McDermott spent much of his op-ed legitimately extolling the virtues of the highly regarded program in which, in the early 1970s, the University of Washington took the bold challenge to train and prepare physicians to care for patients and communities throughout the states of Washington, Alaska, Montana and Idaho (Wyoming joined in 1996).
This regional medical education program known as WWAMI (an acronym representing the states it serves) has been the most innovative of what were a number of similar regional medical education and training programs in the country. It’s now the last because the centralized model is not what the future holds.
And there have been discussions in Idaho, now shelved for the time being, and currently in Alaska about creating medical schools in those two WWAMI-partner states.
And as one proponent of the WSU proposal put it to me, “More of WWAMI, even if it were to continue, would give us more of what we’ve gotten: concentration of health care resources and talent. How does that help our current problem of access and quality of care away from the population hubs?”
An issue that should attract more attention than it has in this discussion is that virtually all of the emerging biotech startups at UW have come out of the medical school, meaning the medical school is a key to what some hope will be a renaissance of the state’s biotech industry.
It’s logical to assume the same would be true of WSU, which already has one of the best regarded of the nation’s 26 veterinary schools, which is producing some biotech commercialization and would likely seek some innovative medical school partnerships toward that end.

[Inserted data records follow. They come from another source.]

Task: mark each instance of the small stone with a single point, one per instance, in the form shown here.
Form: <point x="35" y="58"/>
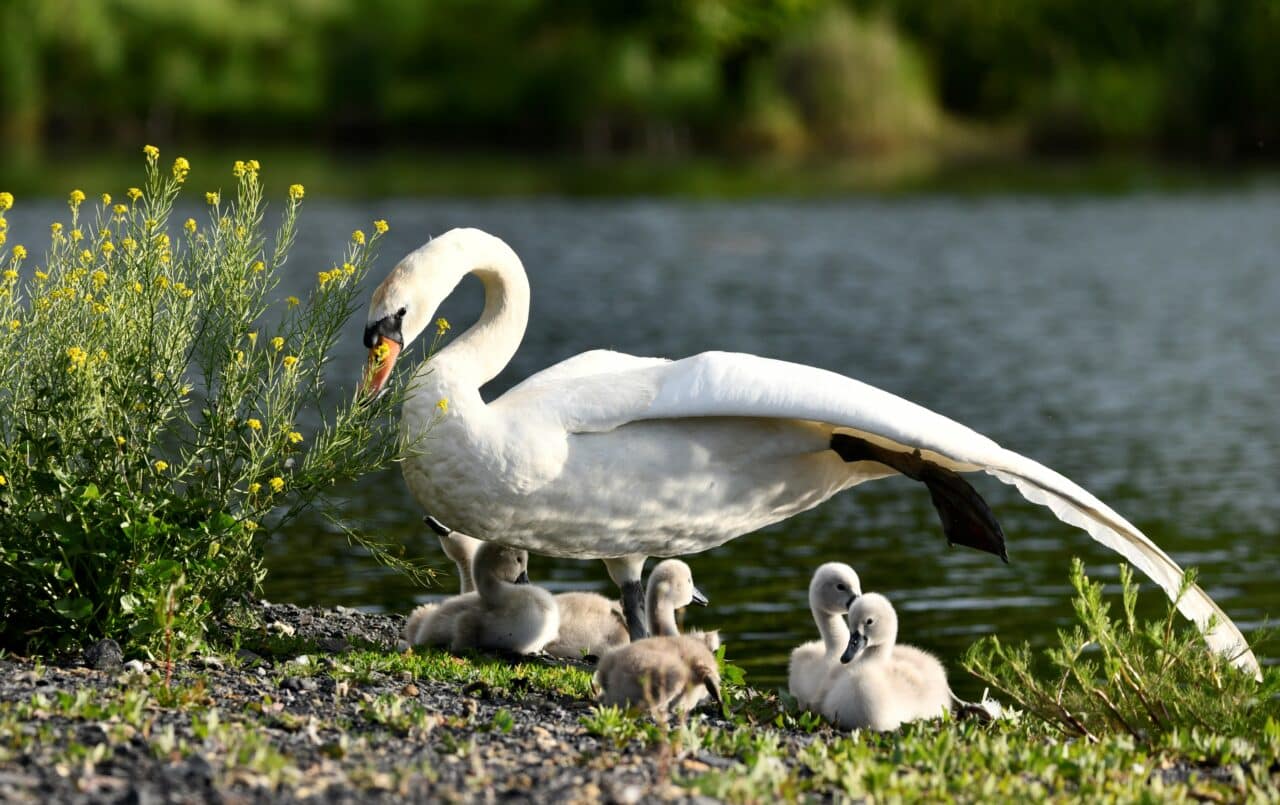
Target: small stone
<point x="104" y="655"/>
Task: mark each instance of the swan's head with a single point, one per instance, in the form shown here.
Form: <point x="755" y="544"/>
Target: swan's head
<point x="872" y="622"/>
<point x="673" y="582"/>
<point x="405" y="303"/>
<point x="833" y="588"/>
<point x="494" y="562"/>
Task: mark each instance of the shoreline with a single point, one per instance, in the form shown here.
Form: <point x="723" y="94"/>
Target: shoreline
<point x="318" y="705"/>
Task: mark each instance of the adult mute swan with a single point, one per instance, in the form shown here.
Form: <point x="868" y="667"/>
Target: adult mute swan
<point x="620" y="457"/>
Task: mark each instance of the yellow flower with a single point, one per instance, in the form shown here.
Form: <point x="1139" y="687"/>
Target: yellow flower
<point x="77" y="357"/>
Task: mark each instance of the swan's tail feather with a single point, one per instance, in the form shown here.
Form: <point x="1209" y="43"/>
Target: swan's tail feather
<point x="967" y="520"/>
<point x="1077" y="507"/>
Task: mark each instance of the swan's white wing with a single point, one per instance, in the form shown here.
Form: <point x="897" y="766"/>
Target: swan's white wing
<point x="735" y="384"/>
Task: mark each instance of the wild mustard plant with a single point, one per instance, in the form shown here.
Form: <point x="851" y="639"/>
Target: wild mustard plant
<point x="1142" y="678"/>
<point x="151" y="387"/>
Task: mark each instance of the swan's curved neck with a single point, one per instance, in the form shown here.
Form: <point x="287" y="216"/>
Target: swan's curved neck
<point x="833" y="630"/>
<point x="483" y="350"/>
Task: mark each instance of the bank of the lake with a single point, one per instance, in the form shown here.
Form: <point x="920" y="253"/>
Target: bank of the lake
<point x="316" y="704"/>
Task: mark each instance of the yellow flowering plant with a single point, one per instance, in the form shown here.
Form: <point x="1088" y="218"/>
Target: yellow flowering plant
<point x="150" y="407"/>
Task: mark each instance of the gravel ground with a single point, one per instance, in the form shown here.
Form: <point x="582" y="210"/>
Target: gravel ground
<point x="314" y="736"/>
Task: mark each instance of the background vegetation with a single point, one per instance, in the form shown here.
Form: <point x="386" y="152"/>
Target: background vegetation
<point x="1198" y="78"/>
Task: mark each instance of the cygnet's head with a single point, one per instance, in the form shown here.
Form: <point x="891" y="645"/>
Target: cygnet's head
<point x="872" y="622"/>
<point x="502" y="563"/>
<point x="833" y="588"/>
<point x="673" y="582"/>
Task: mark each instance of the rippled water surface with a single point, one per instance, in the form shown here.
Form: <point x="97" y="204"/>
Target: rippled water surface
<point x="1130" y="343"/>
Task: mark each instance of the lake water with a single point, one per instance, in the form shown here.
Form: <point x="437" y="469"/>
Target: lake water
<point x="1130" y="343"/>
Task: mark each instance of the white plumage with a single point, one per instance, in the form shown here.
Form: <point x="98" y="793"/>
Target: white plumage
<point x="618" y="457"/>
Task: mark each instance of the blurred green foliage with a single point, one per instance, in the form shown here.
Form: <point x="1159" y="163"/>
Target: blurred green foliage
<point x="645" y="76"/>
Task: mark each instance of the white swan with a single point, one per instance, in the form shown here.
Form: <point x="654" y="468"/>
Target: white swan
<point x="885" y="684"/>
<point x="620" y="457"/>
<point x="833" y="588"/>
<point x="658" y="673"/>
<point x="504" y="612"/>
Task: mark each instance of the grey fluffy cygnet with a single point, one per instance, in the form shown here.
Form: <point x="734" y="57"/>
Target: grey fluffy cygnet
<point x="832" y="589"/>
<point x="659" y="675"/>
<point x="504" y="612"/>
<point x="593" y="625"/>
<point x="882" y="684"/>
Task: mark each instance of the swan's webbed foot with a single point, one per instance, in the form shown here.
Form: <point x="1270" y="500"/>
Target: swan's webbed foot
<point x="967" y="520"/>
<point x="632" y="609"/>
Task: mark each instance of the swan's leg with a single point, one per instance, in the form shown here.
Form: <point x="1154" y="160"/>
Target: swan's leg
<point x="967" y="520"/>
<point x="626" y="572"/>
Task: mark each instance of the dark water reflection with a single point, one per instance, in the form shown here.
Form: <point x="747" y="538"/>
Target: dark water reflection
<point x="1129" y="343"/>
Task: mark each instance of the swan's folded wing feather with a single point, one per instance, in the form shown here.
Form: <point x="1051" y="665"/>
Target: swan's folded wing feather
<point x="735" y="384"/>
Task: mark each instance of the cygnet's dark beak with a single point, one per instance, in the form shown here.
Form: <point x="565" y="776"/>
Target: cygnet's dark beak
<point x="855" y="644"/>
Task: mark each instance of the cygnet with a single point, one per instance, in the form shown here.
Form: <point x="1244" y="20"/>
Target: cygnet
<point x="504" y="612"/>
<point x="832" y="589"/>
<point x="659" y="675"/>
<point x="882" y="685"/>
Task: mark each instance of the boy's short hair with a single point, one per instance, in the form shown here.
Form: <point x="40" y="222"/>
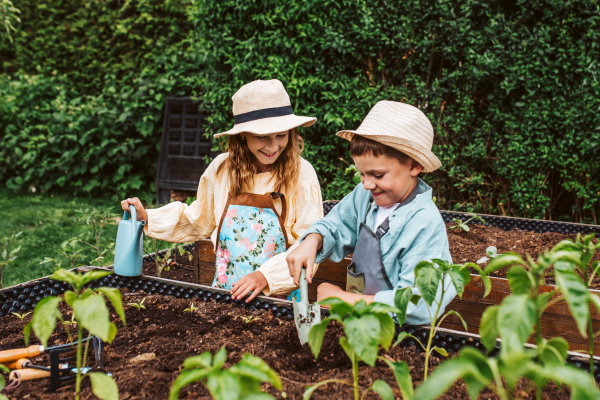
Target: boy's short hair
<point x="360" y="146"/>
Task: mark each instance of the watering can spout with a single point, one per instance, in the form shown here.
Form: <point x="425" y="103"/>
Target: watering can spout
<point x="128" y="248"/>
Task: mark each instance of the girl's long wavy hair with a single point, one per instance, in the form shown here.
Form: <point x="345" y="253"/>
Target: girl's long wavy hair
<point x="240" y="166"/>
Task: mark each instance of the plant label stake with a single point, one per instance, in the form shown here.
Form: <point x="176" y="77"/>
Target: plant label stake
<point x="128" y="248"/>
<point x="305" y="315"/>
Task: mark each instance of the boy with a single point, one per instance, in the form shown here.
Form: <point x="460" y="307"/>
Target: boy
<point x="389" y="221"/>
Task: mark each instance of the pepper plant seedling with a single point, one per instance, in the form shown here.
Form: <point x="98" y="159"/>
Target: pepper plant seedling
<point x="90" y="311"/>
<point x="366" y="327"/>
<point x="463" y="225"/>
<point x="3" y="381"/>
<point x="139" y="305"/>
<point x="240" y="381"/>
<point x="431" y="276"/>
<point x="98" y="218"/>
<point x="8" y="255"/>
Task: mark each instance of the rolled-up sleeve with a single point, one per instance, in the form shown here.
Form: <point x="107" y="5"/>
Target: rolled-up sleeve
<point x="177" y="222"/>
<point x="307" y="208"/>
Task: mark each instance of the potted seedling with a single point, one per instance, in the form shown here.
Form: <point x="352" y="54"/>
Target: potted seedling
<point x="366" y="327"/>
<point x="431" y="277"/>
<point x="239" y="382"/>
<point x="90" y="310"/>
<point x="8" y="255"/>
<point x="98" y="218"/>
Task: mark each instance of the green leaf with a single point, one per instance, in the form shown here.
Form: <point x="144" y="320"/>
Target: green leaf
<point x="428" y="281"/>
<point x="186" y="378"/>
<point x="114" y="296"/>
<point x="387" y="330"/>
<point x="363" y="335"/>
<point x="401" y="299"/>
<point x="503" y="260"/>
<point x="488" y="328"/>
<point x="44" y="318"/>
<point x="383" y="389"/>
<point x="519" y="280"/>
<point x="516" y="319"/>
<point x="103" y="386"/>
<point x="576" y="294"/>
<point x="315" y="336"/>
<point x="93" y="315"/>
<point x="460" y="278"/>
<point x="402" y="375"/>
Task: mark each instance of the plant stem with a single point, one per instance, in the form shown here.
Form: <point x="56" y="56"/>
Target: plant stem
<point x="78" y="378"/>
<point x="355" y="373"/>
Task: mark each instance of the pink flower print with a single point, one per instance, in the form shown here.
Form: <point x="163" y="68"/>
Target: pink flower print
<point x="257" y="227"/>
<point x="249" y="246"/>
<point x="270" y="248"/>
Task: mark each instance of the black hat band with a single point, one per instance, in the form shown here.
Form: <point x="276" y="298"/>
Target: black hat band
<point x="264" y="113"/>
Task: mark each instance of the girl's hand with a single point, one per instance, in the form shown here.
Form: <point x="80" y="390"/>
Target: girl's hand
<point x="139" y="208"/>
<point x="254" y="282"/>
<point x="304" y="256"/>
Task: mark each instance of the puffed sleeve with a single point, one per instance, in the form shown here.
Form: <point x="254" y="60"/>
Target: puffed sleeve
<point x="177" y="222"/>
<point x="308" y="208"/>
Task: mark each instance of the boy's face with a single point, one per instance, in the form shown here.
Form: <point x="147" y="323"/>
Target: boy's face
<point x="388" y="180"/>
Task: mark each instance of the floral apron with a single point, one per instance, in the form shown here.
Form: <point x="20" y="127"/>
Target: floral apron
<point x="250" y="232"/>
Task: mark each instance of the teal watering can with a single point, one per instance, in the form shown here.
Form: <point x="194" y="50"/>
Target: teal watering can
<point x="129" y="247"/>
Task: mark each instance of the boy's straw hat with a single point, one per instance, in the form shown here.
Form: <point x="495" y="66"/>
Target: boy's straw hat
<point x="402" y="127"/>
<point x="262" y="108"/>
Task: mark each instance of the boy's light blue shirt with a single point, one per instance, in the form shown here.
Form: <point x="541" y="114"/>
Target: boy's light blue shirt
<point x="417" y="232"/>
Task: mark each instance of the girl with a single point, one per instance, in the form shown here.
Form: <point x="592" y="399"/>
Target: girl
<point x="254" y="202"/>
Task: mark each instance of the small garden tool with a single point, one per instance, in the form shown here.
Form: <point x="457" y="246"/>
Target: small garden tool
<point x="305" y="315"/>
<point x="129" y="247"/>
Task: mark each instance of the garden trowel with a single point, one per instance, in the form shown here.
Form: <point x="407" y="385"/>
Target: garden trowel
<point x="305" y="315"/>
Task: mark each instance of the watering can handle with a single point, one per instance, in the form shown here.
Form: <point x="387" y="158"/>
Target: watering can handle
<point x="304" y="287"/>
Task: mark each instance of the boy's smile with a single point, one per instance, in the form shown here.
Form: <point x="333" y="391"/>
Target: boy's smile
<point x="388" y="180"/>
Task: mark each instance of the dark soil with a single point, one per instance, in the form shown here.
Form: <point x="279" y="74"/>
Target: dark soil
<point x="146" y="355"/>
<point x="470" y="246"/>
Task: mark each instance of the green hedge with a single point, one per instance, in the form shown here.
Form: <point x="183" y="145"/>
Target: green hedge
<point x="511" y="88"/>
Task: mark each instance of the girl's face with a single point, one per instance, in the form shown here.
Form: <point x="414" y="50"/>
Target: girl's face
<point x="266" y="148"/>
<point x="388" y="180"/>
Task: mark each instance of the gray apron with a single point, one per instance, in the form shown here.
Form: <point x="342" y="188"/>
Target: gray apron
<point x="366" y="274"/>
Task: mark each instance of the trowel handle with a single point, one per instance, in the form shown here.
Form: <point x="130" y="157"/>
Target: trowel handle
<point x="304" y="287"/>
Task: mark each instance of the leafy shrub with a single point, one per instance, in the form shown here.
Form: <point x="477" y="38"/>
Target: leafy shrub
<point x="511" y="88"/>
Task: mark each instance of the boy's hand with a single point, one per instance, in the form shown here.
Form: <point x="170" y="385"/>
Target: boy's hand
<point x="139" y="208"/>
<point x="304" y="256"/>
<point x="254" y="282"/>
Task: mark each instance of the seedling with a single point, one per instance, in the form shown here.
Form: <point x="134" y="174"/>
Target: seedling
<point x="463" y="225"/>
<point x="492" y="253"/>
<point x="21" y="316"/>
<point x="8" y="255"/>
<point x="69" y="256"/>
<point x="431" y="276"/>
<point x="240" y="381"/>
<point x="191" y="309"/>
<point x="249" y="319"/>
<point x="90" y="311"/>
<point x="139" y="305"/>
<point x="163" y="263"/>
<point x="98" y="218"/>
<point x="366" y="327"/>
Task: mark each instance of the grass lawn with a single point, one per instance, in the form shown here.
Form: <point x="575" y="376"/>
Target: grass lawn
<point x="47" y="221"/>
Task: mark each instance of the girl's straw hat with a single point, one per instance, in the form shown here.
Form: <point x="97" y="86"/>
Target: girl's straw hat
<point x="402" y="127"/>
<point x="262" y="108"/>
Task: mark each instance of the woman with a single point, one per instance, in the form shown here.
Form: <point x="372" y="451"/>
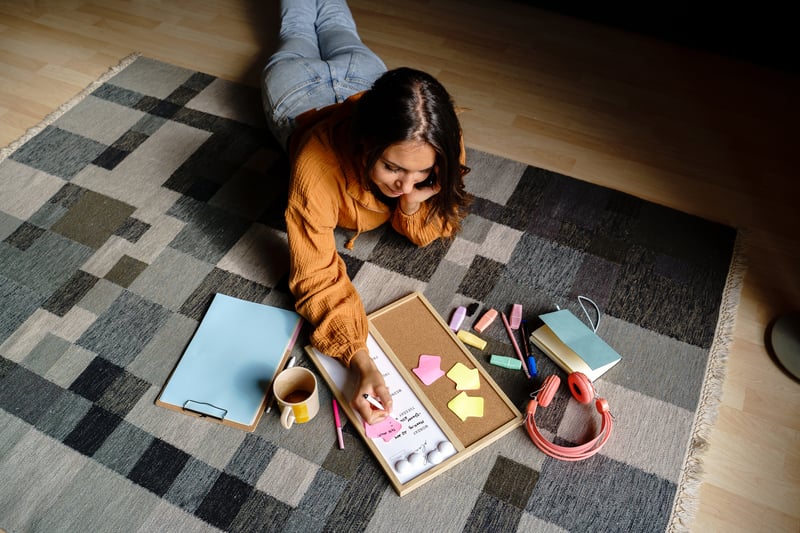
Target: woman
<point x="367" y="146"/>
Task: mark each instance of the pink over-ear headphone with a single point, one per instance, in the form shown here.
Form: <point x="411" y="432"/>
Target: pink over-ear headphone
<point x="583" y="391"/>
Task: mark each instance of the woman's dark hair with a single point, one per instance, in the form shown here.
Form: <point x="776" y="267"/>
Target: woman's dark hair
<point x="410" y="105"/>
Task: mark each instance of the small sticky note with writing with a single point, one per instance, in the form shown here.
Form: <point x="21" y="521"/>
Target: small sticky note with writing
<point x="386" y="429"/>
<point x="429" y="368"/>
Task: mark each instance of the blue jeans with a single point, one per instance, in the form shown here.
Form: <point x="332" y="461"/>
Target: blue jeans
<point x="320" y="60"/>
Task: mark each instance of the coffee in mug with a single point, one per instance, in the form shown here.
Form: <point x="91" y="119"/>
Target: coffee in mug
<point x="295" y="390"/>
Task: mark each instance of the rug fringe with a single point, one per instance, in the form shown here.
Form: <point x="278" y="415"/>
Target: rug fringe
<point x="55" y="115"/>
<point x="686" y="501"/>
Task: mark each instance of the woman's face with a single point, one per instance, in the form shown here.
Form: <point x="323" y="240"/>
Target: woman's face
<point x="401" y="166"/>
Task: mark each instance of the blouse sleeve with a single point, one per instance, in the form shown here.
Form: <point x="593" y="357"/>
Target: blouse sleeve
<point x="318" y="278"/>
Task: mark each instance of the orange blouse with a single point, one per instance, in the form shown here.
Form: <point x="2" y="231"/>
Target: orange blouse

Ultimately the challenge the Legislature faces is the looming serious health care workforce shortfall, since it’s estimated that Washington will need an additional 1,695 primary care physicians in 15 years.
Currently less than 15 percent of this state’s applicants to the UW School of Medicine were admitted in 2012-13 to fill the 120 seats allotted for residents of Washington, which ranked 42nd of the 45 states with medical schools in allowing eligible in-state applicants to attend those in-state programs.
And beginning to address that challenge is the forefront issue before the lawmakers. Thus the underlying factor in any decision regarding a WSU medical school is would it help or hinder dealing with the looming physician availability crisis.
Mike Flynn is the retired publisher of the Puget Sound Business Journal and writes a regular column called Flynn’s Harp.